Data Center and Intelligent Computing Center Buildout Accelerates

One of the most visible manifestations of the AI computing boom is the rapid construction of data centers and intelligent computing centers across China. The Chinese government's 'East Data, West Computing' initiative has provided policy support for building large-scale computing facilities in western provinces where land and electricity costs are lower.

This construction boom benefits a wide range of companies beyond chip manufacturers:

  • Fiber optic cable makers: Increased data center interconnection requirements drive demand for high-speed optical fiber
  • Optical communication module producers: 800G and emerging 1.6T optical transceivers are critical for AI cluster networking
  • Server manufacturers: Custom AI server designs incorporating multiple GPU accelerators represent a high-growth segment
  • Cooling technology providers: Liquid cooling solutions are becoming essential as AI chip power consumption exceeds 700W per unit
  • Power infrastructure companies: Data centers require massive electrical capacity, driving demand for transformers and power distribution equipment

The scale of construction is remarkable. China is estimated to be adding computing capacity equivalent to hundreds of thousands of GPU-equivalents per quarter, with intelligent computing centers designed specifically for AI training and inference workloads growing fastest.

What This Means for Global Investors and the AI Industry

The A-share AI rally carries important implications beyond China's domestic market. For global investors, it signals that the AI infrastructure buildout is truly a worldwide phenomenon, not limited to U.S.-centric plays like Nvidia, AMD, and Broadcom.

Several strategic considerations emerge from this development. First, supply chain constraints that affect Chinese AI infrastructure buildout can have ripple effects on global component availability. When Chinese and Western companies compete for the same upstream materials and manufacturing capacity, prices rise for everyone.

Second, the rally validates the thesis that AI infrastructure spending is entering a sustained multi-year growth phase. Skeptics who have questioned whether AI capital expenditures represent a bubble should note that both Western and Chinese markets are independently reaching the same conclusion about AI's transformative potential.

Third, the breadth of the rally — spanning semiconductors, optical communications, robotics, and consumer electronics — suggests that AI's economic impact is broadening beyond the narrow 'picks and shovels' trade. Applications in robotics and consumer devices indicate that AI is moving from training infrastructure toward deployment and commercialization.

Looking Ahead: Sustainability and Risks

While the current momentum is strong, several factors could influence the trajectory of China's AI stock rally in the coming months.
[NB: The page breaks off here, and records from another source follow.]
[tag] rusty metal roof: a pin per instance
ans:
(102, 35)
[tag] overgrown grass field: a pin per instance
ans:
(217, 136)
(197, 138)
U.S. export controls on advanced semiconductors remain a persistent risk, potentially limiting Chinese companies' access to cutting-edge AI chips and manufacturing equipment.

However, these restrictions have also accelerated domestic substitution efforts, creating opportunities for Chinese semiconductor companies to capture market share that would otherwise go to foreign suppliers. Companies developing domestic alternatives to Nvidia's GPUs, such as Huawei's Ascend series, stand to benefit from this dynamic.

The sustainability of the rally will ultimately depend on whether AI infrastructure spending translates into revenue-generating applications at scale. The enterprise AI adoption curve in China is still in its early stages, with significant potential for growth in manufacturing, healthcare, financial services, and autonomous driving.

Market observers expect the AI theme to remain a dominant driver of A-share performance through 2025 and beyond. The combination of policy support, corporate capital commitment, and genuine technological progress creates a foundation that appears more durable than previous tech-driven market rallies in China. For Western companies and investors watching this space, the message is clear: the global AI infrastructure race is intensifying, and China's market is pricing in a future where computing power is the most valuable commodity in the digital economy.